Some pathogenic (illness-causing) germs, nevertheless, like low-oxygen environments and reproduce well in vacuum-packaged foods. In fact, without competition from spoilage bacteria, some pathogens recreate much more quickly than in their presence. These bacteria often do not produce obvious modifications in the food, either. In the vacuum-packaged environment, food may become hazardous from pathogenic microbial development without any indicators to warn the consumer; the bacteria that would likewise normally be multiplying and spoil food in methods to make it uninviting (smell, sliminess, and so on) are unable to work without enough oxygen.
The elimination or decrease of oxygen in the storage environment is undoubtedly useful for extending the storage quality of non-perishable dry foods such as dried nuts or crackers. Products like this are low enough in moisture that microbial growth is prevented.

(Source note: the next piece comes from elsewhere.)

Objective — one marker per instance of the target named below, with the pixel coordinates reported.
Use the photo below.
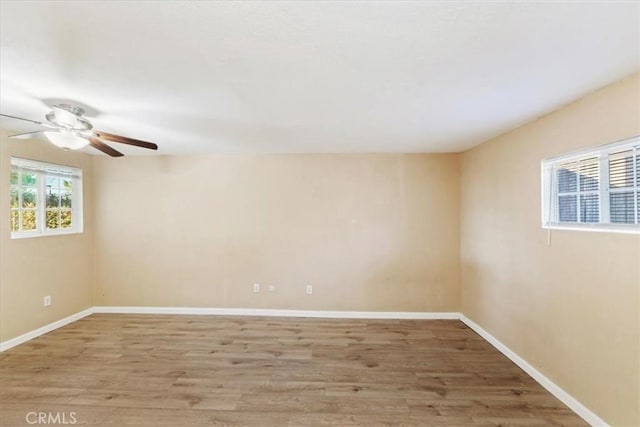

Vacuum product packaging can also be safe for food that will be stored frozen. However, correct thawing under conditions that minimize microbial development - like refrigeration - would be essential. If the package stays closed throughout thawing, you still have a vacuum environment where pathogenic bacteria can be active if the temperature level is warm enough.
Generally recommended freezing practices and product packaging approaches, if performed thoroughly, will produce food that remains at its best over storage times that are lengthy.